MarkupDisplayable has no blanket impl, but can be derived for any type that implements Display, and is implemented for all the standard library types that implement Display. If you have a type of your own that you want to display in an askama template, you can derive MarkupDisplayable or implement it yourself for whatever escapers you want to use it with. The only change needed to make old code work with this new version is to add MarkupDisplayable to the derives on whatever types you've been using in templates, and now you can define types that have their own custom escaping routines or no escaping at all. Then once specialization is ready for general use, MarkupDisplayable can get a default implementation for all Display types.

xenofem avatar Feb 15 '21 20:02 xenofem

Actually realizing that migrating old code to work with this change may be more annoying if you're displaying foreign types in Askama; you'd either need to make a newtype, or include a filter that handles types that implement Display but not MarkupDisplayable :/ Maybe the default should be for MarkupDisplayable to get its blanket implementation, and there can be a feature that removes the blanket implementation for those who want custom implementations on their own types?

xenofem avatar Feb 15 '21 20:02 xenofem

Without specialization in the language, I'm not sure there's going to be a design here that I find satisfying in terms of cost/benefit ratio. I think we could have some trait that we implement for well-known types (like relevant std types and maybe any type which implements Template) and that would go a long way. I guess downstream crates could also implement that trait for their own types?

djc avatar Feb 16 '21 08:02 djc

If you were willing to drop the requirement that Template implement Display then you could use some other trait, say Renderable as the thing you call when rendering expressions, pass though any necessary context and implement it for everything else that implements Display.
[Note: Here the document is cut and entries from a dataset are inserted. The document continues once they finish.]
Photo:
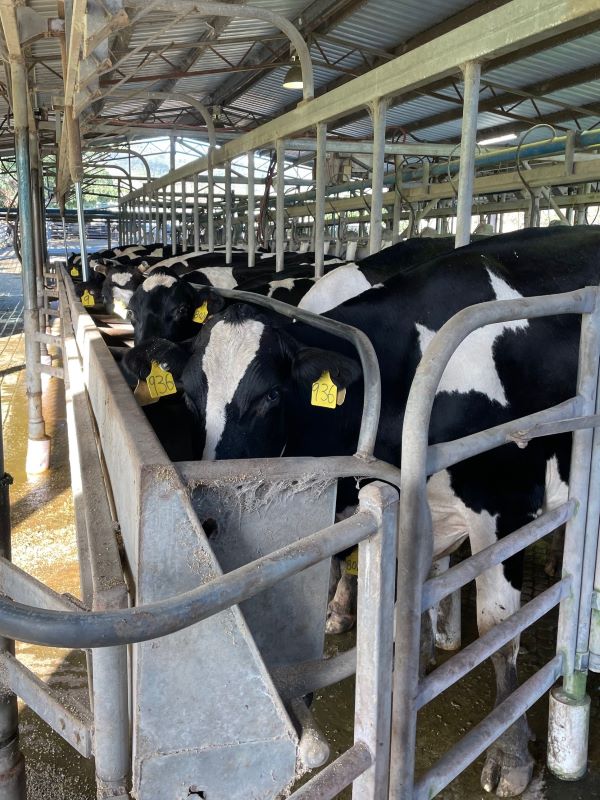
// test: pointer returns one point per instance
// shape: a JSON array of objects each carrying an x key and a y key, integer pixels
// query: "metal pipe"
[
  {"x": 490, "y": 642},
  {"x": 485, "y": 733},
  {"x": 9, "y": 715},
  {"x": 468, "y": 143},
  {"x": 83, "y": 629},
  {"x": 435, "y": 589},
  {"x": 378, "y": 115},
  {"x": 228, "y": 223},
  {"x": 251, "y": 201},
  {"x": 196, "y": 213},
  {"x": 320, "y": 200},
  {"x": 280, "y": 212},
  {"x": 85, "y": 267},
  {"x": 36, "y": 428}
]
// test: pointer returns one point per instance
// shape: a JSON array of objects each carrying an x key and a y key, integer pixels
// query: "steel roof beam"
[{"x": 507, "y": 29}]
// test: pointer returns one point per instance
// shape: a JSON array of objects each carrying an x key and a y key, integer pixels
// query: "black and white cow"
[{"x": 247, "y": 380}]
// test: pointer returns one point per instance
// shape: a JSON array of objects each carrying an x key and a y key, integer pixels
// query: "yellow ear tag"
[
  {"x": 120, "y": 309},
  {"x": 352, "y": 562},
  {"x": 201, "y": 313},
  {"x": 324, "y": 392},
  {"x": 160, "y": 382}
]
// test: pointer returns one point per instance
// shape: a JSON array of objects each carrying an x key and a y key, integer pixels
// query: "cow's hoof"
[
  {"x": 506, "y": 775},
  {"x": 339, "y": 623}
]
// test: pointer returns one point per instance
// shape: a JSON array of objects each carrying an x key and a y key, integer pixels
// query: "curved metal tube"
[
  {"x": 83, "y": 629},
  {"x": 249, "y": 12}
]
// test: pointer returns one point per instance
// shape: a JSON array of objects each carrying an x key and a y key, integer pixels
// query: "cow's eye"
[{"x": 273, "y": 394}]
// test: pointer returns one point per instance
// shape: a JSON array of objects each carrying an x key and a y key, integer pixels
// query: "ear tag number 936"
[
  {"x": 160, "y": 382},
  {"x": 324, "y": 392},
  {"x": 201, "y": 313}
]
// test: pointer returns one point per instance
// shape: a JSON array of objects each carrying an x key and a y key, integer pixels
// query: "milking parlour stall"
[{"x": 299, "y": 381}]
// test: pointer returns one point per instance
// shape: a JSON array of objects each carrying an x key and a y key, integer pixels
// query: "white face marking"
[
  {"x": 339, "y": 285},
  {"x": 220, "y": 277},
  {"x": 472, "y": 367},
  {"x": 158, "y": 280},
  {"x": 229, "y": 352}
]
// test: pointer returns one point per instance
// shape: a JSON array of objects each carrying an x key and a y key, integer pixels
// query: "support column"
[
  {"x": 228, "y": 228},
  {"x": 12, "y": 763},
  {"x": 251, "y": 202},
  {"x": 280, "y": 209},
  {"x": 378, "y": 115},
  {"x": 472, "y": 77},
  {"x": 196, "y": 216},
  {"x": 319, "y": 221},
  {"x": 38, "y": 448}
]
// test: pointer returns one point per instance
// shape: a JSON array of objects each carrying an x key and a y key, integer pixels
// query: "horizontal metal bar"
[
  {"x": 76, "y": 729},
  {"x": 443, "y": 455},
  {"x": 474, "y": 654},
  {"x": 337, "y": 775},
  {"x": 46, "y": 369},
  {"x": 296, "y": 680},
  {"x": 48, "y": 338},
  {"x": 368, "y": 359},
  {"x": 483, "y": 735},
  {"x": 24, "y": 588},
  {"x": 437, "y": 588},
  {"x": 151, "y": 621}
]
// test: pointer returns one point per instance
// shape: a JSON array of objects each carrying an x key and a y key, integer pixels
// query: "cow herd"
[{"x": 245, "y": 378}]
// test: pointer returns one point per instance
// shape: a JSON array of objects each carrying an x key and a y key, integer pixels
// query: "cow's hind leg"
[{"x": 509, "y": 765}]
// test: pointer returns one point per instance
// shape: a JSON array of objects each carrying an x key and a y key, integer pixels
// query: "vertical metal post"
[
  {"x": 320, "y": 199},
  {"x": 196, "y": 215},
  {"x": 210, "y": 206},
  {"x": 472, "y": 77},
  {"x": 184, "y": 215},
  {"x": 173, "y": 206},
  {"x": 280, "y": 208},
  {"x": 12, "y": 764},
  {"x": 375, "y": 639},
  {"x": 38, "y": 450},
  {"x": 85, "y": 269},
  {"x": 251, "y": 202},
  {"x": 228, "y": 226},
  {"x": 378, "y": 114}
]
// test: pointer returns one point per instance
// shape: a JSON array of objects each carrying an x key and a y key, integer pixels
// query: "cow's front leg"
[{"x": 509, "y": 766}]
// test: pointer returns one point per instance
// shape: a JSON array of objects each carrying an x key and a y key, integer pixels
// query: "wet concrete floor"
[{"x": 44, "y": 545}]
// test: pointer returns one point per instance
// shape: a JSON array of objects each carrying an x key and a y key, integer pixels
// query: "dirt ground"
[{"x": 44, "y": 545}]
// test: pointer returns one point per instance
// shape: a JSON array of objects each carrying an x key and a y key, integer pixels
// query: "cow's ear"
[
  {"x": 309, "y": 363},
  {"x": 214, "y": 301},
  {"x": 170, "y": 356}
]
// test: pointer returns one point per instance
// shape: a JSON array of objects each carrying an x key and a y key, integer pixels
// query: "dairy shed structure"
[{"x": 299, "y": 360}]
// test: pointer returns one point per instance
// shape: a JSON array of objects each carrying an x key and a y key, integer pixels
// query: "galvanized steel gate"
[{"x": 577, "y": 643}]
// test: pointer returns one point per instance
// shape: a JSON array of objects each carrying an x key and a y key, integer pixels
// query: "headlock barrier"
[{"x": 221, "y": 589}]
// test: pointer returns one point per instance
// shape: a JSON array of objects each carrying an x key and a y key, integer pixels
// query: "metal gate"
[{"x": 575, "y": 593}]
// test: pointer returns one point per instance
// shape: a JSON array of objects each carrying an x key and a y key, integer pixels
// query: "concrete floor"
[{"x": 44, "y": 545}]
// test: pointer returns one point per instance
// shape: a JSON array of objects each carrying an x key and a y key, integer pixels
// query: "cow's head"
[
  {"x": 246, "y": 379},
  {"x": 165, "y": 306}
]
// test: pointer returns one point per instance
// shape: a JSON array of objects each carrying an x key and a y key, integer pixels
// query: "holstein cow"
[{"x": 247, "y": 380}]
You could still implement ToString for the templates for easy use in other contexts.

// Example of some context that might be wanted by inner-templates
enum Escaping {
    None,
    Html,
}

trait Renderable {
    fn render(&self, escaping: Escaping) -> String;
}

impl<T> Renderable for T
where 
    T: std::fmt::Display
{
    fn render(&self, escaping: Escaping) -> String {
        self.to_string()
    }
}

struct ATemplateImpl {
}

impl Renderable for ATemplateImpl {
    fn render(&self, escaping: Escaping) -> String {
        "hello".to_string()
    }
}

impl ToString for ATemplateImpl {
    fn to_string(&self) -> String {
        self.render(Escaping::Html)
    }
}

Mossop avatar Jun 15 '23 13:06 Mossop

@Mossop any particular reason this has come up for you now?

I feel like at this point templates implementing Display is a substantial part of the API contract, and breaking that would cause quite a bit of downstream churn. I'd like to see a serious exploration of the options around deref-based specialization first before we consider that.
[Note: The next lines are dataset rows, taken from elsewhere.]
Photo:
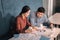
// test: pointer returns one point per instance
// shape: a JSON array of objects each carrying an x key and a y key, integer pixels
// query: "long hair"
[{"x": 25, "y": 9}]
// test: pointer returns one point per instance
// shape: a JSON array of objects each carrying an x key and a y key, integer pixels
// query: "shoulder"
[{"x": 18, "y": 17}]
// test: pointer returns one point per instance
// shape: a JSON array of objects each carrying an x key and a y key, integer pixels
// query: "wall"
[{"x": 12, "y": 8}]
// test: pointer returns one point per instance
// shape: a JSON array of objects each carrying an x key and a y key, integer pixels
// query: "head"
[
  {"x": 40, "y": 12},
  {"x": 25, "y": 11}
]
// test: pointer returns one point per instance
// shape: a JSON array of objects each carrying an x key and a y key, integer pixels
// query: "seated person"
[
  {"x": 21, "y": 20},
  {"x": 39, "y": 18}
]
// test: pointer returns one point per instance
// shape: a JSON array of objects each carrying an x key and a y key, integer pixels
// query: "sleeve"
[
  {"x": 19, "y": 28},
  {"x": 46, "y": 19},
  {"x": 28, "y": 23}
]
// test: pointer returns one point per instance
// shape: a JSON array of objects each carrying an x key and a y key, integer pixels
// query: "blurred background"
[{"x": 9, "y": 9}]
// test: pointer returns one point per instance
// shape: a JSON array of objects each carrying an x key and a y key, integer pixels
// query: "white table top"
[
  {"x": 55, "y": 18},
  {"x": 35, "y": 35}
]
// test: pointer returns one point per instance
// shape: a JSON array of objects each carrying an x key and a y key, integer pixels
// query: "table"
[
  {"x": 55, "y": 18},
  {"x": 36, "y": 35}
]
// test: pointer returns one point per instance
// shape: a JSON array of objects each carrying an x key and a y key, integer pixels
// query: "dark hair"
[
  {"x": 25, "y": 9},
  {"x": 41, "y": 9}
]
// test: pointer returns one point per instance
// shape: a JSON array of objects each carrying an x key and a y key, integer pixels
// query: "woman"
[
  {"x": 21, "y": 22},
  {"x": 39, "y": 18}
]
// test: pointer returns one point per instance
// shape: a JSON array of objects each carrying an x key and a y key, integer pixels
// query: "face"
[
  {"x": 27, "y": 13},
  {"x": 39, "y": 14}
]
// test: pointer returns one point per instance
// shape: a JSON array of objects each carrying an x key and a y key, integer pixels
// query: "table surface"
[
  {"x": 36, "y": 35},
  {"x": 55, "y": 18}
]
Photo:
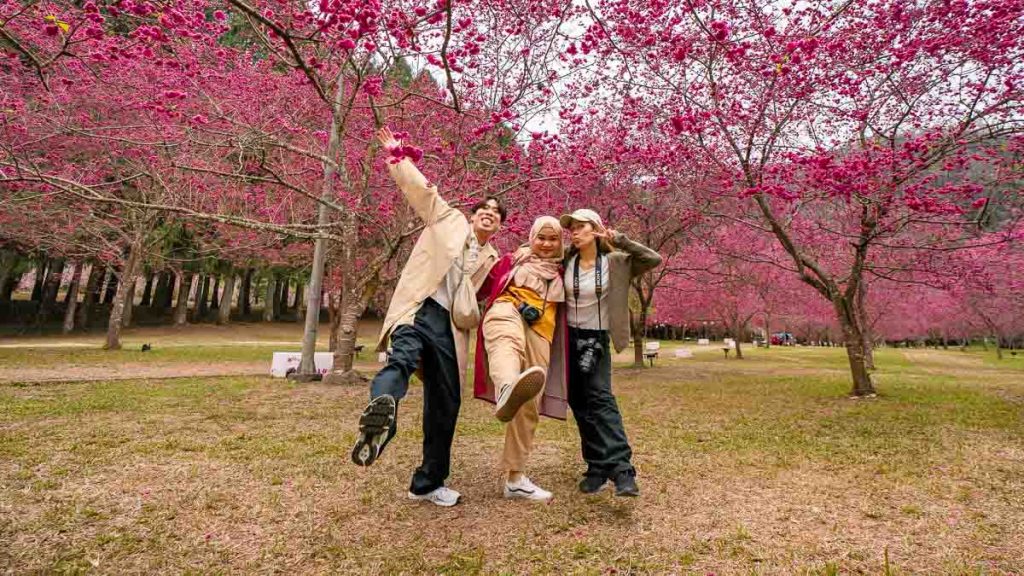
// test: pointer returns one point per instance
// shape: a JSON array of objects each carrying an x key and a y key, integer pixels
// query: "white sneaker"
[
  {"x": 442, "y": 496},
  {"x": 525, "y": 489},
  {"x": 512, "y": 397}
]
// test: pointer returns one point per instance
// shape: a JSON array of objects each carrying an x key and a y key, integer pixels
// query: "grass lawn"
[{"x": 753, "y": 466}]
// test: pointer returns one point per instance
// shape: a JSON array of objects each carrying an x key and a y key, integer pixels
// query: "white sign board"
[{"x": 285, "y": 361}]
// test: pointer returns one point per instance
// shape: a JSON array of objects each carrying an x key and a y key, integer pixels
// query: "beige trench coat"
[{"x": 445, "y": 233}]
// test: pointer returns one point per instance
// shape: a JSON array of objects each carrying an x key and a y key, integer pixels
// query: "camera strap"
[{"x": 597, "y": 287}]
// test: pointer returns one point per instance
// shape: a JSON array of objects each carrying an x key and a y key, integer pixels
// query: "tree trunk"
[
  {"x": 854, "y": 340},
  {"x": 307, "y": 368},
  {"x": 92, "y": 287},
  {"x": 51, "y": 286},
  {"x": 112, "y": 285},
  {"x": 245, "y": 295},
  {"x": 334, "y": 321},
  {"x": 300, "y": 315},
  {"x": 865, "y": 328},
  {"x": 215, "y": 293},
  {"x": 76, "y": 279},
  {"x": 160, "y": 293},
  {"x": 147, "y": 291},
  {"x": 224, "y": 311},
  {"x": 737, "y": 335},
  {"x": 184, "y": 290},
  {"x": 344, "y": 356},
  {"x": 269, "y": 300},
  {"x": 130, "y": 302},
  {"x": 37, "y": 287},
  {"x": 203, "y": 300},
  {"x": 127, "y": 279},
  {"x": 284, "y": 294},
  {"x": 275, "y": 299},
  {"x": 8, "y": 259}
]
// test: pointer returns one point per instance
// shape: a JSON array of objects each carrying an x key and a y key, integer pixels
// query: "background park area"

djc avatar Jun 15 '23 13:06 djc

I only just started using asakama and I hit this bug almost immediately so figured I'd make a suggestion 🤷

Mossop avatar Jun 15 '23 13:06 Mossop

One major problem I see is that this would break current use cases which assume that Templates get escaped, too.

Maybe I am using {{{ var }}} in the inner template, because I know that the outer template is going to escape my data. Or I am including the inner template with {{{ tmpl }}}, because I know that the inner template already has escaped all user supplied data.
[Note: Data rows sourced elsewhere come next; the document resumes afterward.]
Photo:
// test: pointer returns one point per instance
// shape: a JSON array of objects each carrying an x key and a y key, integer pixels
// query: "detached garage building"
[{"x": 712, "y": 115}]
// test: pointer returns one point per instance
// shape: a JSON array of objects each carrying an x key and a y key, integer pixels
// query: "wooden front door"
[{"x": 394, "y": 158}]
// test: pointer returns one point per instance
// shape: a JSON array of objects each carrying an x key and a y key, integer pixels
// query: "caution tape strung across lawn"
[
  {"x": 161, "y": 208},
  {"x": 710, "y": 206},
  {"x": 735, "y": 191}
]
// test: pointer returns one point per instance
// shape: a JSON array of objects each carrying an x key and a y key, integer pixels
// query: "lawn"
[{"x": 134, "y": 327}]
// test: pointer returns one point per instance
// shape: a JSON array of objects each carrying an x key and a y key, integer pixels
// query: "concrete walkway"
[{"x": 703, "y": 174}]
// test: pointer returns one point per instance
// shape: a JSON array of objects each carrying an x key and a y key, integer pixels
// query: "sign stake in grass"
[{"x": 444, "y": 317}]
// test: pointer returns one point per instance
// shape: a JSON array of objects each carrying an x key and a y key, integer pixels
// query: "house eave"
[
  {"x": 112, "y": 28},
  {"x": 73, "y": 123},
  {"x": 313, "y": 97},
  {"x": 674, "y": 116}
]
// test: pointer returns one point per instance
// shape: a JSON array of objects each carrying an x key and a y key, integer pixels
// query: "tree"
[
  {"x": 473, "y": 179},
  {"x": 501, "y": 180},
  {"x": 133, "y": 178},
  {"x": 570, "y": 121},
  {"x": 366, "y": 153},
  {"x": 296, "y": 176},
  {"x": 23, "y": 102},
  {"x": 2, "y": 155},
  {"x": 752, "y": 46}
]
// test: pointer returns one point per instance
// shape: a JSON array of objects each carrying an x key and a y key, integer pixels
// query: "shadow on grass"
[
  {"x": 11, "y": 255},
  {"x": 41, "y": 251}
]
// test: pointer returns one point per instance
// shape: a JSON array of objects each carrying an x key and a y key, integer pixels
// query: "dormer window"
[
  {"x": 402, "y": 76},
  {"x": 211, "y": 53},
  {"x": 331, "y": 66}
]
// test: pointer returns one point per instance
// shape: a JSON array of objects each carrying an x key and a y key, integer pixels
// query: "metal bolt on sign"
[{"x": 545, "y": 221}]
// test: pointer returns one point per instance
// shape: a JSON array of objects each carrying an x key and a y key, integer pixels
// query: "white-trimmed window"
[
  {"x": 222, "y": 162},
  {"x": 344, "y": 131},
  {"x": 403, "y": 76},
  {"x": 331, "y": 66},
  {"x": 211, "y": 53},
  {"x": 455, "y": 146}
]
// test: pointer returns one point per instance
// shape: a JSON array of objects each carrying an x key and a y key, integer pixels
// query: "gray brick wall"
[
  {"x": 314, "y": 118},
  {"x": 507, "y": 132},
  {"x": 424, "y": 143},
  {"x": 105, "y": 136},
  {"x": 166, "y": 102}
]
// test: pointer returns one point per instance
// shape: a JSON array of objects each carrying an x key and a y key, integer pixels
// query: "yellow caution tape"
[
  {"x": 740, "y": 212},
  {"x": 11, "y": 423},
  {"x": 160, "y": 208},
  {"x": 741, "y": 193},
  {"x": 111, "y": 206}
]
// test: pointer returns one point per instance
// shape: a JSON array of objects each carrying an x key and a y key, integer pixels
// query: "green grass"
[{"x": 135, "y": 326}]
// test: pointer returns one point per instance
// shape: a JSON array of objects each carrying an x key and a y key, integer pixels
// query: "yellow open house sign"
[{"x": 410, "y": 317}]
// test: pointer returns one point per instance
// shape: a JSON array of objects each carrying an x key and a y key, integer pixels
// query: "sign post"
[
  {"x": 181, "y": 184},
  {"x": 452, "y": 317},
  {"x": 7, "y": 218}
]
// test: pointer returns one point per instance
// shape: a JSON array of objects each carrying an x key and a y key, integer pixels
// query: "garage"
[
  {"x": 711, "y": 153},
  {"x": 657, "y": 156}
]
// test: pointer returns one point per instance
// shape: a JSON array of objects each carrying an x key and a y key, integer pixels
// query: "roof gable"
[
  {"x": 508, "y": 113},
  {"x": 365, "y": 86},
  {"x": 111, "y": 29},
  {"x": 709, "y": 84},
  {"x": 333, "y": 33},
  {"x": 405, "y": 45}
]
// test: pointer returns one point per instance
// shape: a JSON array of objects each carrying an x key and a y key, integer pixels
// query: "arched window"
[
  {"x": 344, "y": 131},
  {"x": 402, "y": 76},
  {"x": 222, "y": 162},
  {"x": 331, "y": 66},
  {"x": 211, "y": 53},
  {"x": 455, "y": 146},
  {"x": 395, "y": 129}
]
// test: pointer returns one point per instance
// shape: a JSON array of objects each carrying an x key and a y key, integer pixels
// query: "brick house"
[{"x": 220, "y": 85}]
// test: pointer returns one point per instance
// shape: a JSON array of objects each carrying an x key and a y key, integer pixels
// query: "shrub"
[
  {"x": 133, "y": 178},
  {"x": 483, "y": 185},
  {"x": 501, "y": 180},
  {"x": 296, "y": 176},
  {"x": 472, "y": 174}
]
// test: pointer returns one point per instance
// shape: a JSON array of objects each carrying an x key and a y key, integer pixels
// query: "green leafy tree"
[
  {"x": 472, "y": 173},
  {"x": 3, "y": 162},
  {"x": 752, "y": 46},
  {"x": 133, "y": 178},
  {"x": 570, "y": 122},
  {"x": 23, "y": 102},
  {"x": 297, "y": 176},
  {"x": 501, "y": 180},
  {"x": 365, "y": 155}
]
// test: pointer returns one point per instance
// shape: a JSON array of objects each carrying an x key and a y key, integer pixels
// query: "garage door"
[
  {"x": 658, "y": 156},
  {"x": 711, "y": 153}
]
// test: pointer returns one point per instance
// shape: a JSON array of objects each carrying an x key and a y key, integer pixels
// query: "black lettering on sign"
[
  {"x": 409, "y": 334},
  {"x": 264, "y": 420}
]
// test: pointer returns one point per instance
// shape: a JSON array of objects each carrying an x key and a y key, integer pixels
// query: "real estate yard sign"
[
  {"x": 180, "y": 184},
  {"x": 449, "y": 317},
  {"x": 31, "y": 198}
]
IMO using an explicit {{{ raw }}} expressions is the best option. Printing double escaped data is a little bug, printing unescaped data is quite a bit worse.

Kijewski avatar Jun 15 '23 15:06 Kijewski

autoref-specialization seems like it could be viable here? (Depending on what the generated code looks like)

Imberflur avatar Apr 17 '24 22:04 Imberflur

Yes, it could. I've played with that once but didn't get it to work but if someone wants to spend time on it, would be cool!

djc avatar Apr 18 '24 07:04 djc

The advantage would be, that we could possibly mark arbitrary types as safe, so the HTML escaper has to be called less often, e.g. when printing numbers.

Kijewski avatar Apr 18 '24 11:04 Kijewski

Yeah, could provide a nice performance benefit.